G. K. Chesterton once wrote, “Education is not a subject, and it does not deal in subjects. It is instead the transfer of a way of life.”
My mind has already turned to preparing for the coming school year — both in our home schooling, and in our church ministry. The above quote certain pushes one’s thoughts and plans to a whole new level. But then, again, shouldn’t Christians already be aware of this, that education is a whole life activity — engaging all areas, throughout one’s whole life? I think so. This is why we are called “disciples” (learner/followers) of Jesus.
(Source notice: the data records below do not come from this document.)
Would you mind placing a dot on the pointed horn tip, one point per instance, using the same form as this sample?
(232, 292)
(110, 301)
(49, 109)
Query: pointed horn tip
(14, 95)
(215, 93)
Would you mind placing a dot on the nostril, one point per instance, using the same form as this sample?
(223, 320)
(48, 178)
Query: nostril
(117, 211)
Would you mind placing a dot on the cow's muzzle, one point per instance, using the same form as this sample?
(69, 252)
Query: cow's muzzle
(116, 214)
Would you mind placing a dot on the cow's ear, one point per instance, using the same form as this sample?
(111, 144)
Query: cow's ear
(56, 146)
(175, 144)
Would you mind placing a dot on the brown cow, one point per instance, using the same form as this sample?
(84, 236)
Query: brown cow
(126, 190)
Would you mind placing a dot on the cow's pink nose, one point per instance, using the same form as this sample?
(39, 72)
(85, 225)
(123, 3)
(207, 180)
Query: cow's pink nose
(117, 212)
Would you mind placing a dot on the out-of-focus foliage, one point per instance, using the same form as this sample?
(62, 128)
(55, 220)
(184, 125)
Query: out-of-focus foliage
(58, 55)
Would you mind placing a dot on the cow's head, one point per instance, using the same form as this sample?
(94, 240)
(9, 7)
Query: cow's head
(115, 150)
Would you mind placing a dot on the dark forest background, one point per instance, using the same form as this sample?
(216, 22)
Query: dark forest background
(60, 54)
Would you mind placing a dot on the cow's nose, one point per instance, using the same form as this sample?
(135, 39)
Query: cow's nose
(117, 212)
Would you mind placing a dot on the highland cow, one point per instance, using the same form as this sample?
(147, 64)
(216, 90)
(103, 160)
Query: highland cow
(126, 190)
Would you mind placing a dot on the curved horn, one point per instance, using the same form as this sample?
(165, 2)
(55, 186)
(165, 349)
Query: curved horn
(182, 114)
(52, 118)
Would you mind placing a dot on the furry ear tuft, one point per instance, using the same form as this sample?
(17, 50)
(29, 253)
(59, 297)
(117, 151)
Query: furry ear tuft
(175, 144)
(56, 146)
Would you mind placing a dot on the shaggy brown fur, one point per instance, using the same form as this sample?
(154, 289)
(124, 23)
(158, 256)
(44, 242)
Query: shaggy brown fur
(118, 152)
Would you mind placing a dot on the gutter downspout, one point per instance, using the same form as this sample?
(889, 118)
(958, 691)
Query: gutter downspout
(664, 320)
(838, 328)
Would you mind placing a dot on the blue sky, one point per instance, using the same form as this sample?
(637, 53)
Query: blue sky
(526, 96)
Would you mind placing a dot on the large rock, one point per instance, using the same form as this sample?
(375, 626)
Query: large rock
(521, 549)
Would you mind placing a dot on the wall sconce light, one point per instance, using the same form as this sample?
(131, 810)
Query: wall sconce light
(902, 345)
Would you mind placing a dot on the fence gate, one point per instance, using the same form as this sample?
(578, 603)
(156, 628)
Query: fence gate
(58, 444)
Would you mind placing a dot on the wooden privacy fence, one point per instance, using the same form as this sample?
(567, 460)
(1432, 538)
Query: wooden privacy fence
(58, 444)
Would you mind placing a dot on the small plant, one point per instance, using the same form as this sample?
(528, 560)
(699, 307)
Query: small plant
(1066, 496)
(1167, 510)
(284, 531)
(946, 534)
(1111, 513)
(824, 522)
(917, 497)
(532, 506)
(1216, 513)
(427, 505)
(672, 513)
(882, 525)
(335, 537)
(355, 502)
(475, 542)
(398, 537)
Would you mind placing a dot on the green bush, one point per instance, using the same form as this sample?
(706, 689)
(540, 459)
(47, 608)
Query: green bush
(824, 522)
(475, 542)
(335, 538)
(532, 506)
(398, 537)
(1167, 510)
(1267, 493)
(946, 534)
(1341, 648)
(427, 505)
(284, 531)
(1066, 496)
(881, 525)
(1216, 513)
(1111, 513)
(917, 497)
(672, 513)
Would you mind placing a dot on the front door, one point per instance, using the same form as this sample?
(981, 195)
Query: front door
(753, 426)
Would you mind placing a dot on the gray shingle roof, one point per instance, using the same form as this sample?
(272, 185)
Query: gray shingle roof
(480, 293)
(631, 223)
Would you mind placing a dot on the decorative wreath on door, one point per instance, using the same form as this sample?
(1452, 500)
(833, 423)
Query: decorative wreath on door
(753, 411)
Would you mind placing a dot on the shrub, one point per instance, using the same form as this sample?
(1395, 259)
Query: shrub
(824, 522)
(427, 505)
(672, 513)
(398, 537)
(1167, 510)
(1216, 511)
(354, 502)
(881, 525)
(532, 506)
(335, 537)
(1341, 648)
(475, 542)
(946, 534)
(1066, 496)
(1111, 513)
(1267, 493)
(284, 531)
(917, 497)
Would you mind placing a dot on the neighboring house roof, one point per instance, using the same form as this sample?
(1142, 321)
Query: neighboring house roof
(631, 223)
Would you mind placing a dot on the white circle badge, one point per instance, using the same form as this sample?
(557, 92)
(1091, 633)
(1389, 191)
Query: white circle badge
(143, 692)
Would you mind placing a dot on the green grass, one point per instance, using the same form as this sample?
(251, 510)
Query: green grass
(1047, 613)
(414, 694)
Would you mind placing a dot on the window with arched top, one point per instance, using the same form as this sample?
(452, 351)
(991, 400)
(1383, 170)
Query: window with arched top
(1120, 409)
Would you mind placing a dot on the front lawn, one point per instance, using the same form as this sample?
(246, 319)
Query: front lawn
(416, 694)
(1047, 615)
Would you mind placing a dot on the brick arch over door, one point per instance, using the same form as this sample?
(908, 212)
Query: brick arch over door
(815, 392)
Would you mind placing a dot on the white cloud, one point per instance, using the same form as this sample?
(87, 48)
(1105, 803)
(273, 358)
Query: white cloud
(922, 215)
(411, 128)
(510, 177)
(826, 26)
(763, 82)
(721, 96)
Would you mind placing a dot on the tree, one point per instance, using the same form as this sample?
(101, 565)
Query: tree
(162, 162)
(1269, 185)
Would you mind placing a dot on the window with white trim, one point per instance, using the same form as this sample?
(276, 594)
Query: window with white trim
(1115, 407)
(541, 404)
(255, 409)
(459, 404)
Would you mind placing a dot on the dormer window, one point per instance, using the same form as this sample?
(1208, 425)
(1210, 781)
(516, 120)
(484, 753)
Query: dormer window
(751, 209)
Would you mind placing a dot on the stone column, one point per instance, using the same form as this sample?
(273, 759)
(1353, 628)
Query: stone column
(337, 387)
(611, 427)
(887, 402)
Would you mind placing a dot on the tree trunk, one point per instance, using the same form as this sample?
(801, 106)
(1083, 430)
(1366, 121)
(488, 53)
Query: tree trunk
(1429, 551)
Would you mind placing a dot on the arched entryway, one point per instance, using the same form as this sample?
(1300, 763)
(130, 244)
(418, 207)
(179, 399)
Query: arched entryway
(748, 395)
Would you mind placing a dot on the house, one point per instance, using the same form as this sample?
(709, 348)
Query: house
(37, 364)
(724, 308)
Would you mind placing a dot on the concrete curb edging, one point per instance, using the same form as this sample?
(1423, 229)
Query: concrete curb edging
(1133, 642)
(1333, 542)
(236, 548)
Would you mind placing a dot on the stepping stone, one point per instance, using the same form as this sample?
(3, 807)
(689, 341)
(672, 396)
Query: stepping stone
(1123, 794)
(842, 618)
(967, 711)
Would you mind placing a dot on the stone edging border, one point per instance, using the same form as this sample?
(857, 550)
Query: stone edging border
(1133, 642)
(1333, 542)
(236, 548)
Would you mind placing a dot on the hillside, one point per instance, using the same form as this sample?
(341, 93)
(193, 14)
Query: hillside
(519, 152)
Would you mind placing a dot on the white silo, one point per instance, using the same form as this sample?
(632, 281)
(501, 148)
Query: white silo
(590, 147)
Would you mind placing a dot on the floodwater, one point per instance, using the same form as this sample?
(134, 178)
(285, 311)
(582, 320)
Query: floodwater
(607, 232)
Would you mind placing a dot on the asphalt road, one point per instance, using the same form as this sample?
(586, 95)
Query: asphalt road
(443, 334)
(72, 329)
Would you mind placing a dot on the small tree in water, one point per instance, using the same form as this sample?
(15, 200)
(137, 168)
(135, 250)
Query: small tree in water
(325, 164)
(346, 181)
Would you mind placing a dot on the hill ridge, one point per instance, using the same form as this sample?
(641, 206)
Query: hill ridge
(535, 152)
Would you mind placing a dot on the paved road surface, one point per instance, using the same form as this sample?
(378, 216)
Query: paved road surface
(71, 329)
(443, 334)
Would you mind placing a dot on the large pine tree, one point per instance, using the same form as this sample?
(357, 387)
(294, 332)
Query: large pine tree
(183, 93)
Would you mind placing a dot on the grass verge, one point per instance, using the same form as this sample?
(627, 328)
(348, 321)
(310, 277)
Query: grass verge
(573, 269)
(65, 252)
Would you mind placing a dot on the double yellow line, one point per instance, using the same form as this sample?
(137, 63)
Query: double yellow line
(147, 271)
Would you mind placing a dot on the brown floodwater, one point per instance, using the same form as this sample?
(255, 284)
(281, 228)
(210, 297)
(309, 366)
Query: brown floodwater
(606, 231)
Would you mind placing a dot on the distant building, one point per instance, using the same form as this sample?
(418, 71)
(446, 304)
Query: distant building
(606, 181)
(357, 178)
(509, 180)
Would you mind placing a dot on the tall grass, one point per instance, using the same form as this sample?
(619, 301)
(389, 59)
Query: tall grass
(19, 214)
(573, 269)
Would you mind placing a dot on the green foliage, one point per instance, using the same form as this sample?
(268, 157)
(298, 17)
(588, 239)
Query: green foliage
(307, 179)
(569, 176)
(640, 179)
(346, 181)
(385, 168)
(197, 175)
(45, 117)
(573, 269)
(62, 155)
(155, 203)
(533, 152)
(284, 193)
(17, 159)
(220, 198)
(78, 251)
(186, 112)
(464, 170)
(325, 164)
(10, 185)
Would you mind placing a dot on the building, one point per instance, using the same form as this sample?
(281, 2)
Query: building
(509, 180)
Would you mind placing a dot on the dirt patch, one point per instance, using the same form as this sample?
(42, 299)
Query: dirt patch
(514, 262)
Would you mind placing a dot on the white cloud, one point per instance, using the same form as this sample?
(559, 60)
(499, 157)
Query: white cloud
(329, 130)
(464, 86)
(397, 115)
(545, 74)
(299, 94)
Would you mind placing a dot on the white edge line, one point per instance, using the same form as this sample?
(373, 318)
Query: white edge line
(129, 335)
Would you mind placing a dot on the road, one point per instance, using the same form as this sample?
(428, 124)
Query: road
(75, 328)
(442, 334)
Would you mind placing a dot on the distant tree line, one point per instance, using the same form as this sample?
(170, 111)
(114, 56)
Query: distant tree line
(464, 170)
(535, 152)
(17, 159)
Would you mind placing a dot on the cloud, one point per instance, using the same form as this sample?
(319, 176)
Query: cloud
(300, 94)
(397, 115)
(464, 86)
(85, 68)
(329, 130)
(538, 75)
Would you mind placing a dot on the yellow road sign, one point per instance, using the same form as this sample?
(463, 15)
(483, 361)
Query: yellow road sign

And not only that, but we are disciples who have been commissioned to make more disciples! The passage at the end of the Gospel of Matthew now only gives the church this order, but in so doing reveals the essence of discipleship:
16 Now the eleven disciples went to Galilee, to the mountain to which Jesus had directed them. 17 And when they saw him they worshiped him, but some doubted. 18 And Jesus came and said to them, “All authority in heaven and on earth has been given to me. 19 Go therefore and make disciples of all nations, baptizing them in the name of the Father and of the Son and of the Holy Spirit, 20 teaching them to observe all that I have commanded you. And behold, I am with you always, to the end of the age.”
It would seem that discipleship (the education or ‘making’ of a Christian) aims to cover ALL that Jesus taught, and to make sure it is not only LEARNED but OBSERVED (practiced/obeyed). So, tweaking the Chesterton quote a litte, we could say this: “Christian discipleship is not a subject, and it does not deal in subjects. It is instead the transfer of a way of life.”